Which SDTM variable contained this value and how is it’s datatype defined in the OpenCDISC config.xml file ?
Hi, It was AESTDTC, and I believe the dataType = DATETIME in the config.xml
Hi Brian,
I cannot reproduce your issue. When using your value “2012-10-10T12:–”, the validator generates the expected SD0003 Error message.
Could you provide more details about your process?
As Mike suggested, it could be a case when you use define.xml file, where a data type for your variable is not “datetime”. However it might happened only in v1.2.

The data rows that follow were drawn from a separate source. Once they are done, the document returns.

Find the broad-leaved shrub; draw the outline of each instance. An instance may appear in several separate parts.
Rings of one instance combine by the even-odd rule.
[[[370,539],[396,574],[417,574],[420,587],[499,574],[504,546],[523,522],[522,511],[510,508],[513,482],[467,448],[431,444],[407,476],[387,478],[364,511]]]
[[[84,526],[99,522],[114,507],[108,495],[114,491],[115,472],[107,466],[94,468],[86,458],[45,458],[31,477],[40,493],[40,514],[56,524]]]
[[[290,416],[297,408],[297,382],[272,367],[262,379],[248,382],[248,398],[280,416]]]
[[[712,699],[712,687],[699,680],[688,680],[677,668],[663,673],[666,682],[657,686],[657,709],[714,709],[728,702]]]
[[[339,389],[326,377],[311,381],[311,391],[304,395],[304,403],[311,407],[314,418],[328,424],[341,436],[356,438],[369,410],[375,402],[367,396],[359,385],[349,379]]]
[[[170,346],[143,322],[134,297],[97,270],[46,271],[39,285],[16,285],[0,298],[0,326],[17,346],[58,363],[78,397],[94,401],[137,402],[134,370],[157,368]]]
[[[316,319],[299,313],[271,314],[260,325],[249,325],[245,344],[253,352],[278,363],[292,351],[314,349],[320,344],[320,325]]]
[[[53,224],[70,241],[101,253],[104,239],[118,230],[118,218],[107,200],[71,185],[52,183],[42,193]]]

What is a variable name you validated?
Thank you,
Sergiy
Hi, Thanks for the response. I did some additional testing, and it turns out that our date had only a single trailing dash, like: 2012-09-07T09:- If I add a second dash, I do get the SD0003 Error. We interpreted the ISO 8601 “appropriate right truncations” as there would be no trailing dash. Thanks, Brian
Yes, I confirm your finding now. It does not catch a value with a single trailing dash character.
Thank you!
We will check what’s wrong.
Kind Regards,
Sergiy
Good to hear. When in doubt, copy and paste the regular expression into your favorite site or expression engine and test the value. I used this for simplicity.
http://www.nvcc.edu/home/drodgers/ceu/resources/test_regexp.asp
Regular Expression:
^(-|[0-9]{4})(-(-|0[0-9]|1[0-2])(-(-|[0-2][0-9]|3[0-1])(T(-|[0-1][0-9]|2[0-4])(:(-|[0-5][0-9])(:[0-5][0-9])?)?)?)?)?(/(-|[0-9]{4})(-(-|0[0-9]|1[0-2])(-(-|[0-2][0-9]|3[0-1])(T(-|[0-1][0-9]|2[0-4])(:(-|[0-5][0-9])(:[0-5][0-9])?)?)?)?)?)?$
Test String
2012-10-10T12:- pass
2012-10-10T12:-- fail
That was my first thought - I looked in the config xml file and did not see the regex there. Just because I am curious, where is the regex you have above? Thanks, Brian
Funny i did the same. The config yields
val:Regex ID=“SD0003” Variable=“%Variables[*DTC]%” Test=“%Variable.Type.Regex%”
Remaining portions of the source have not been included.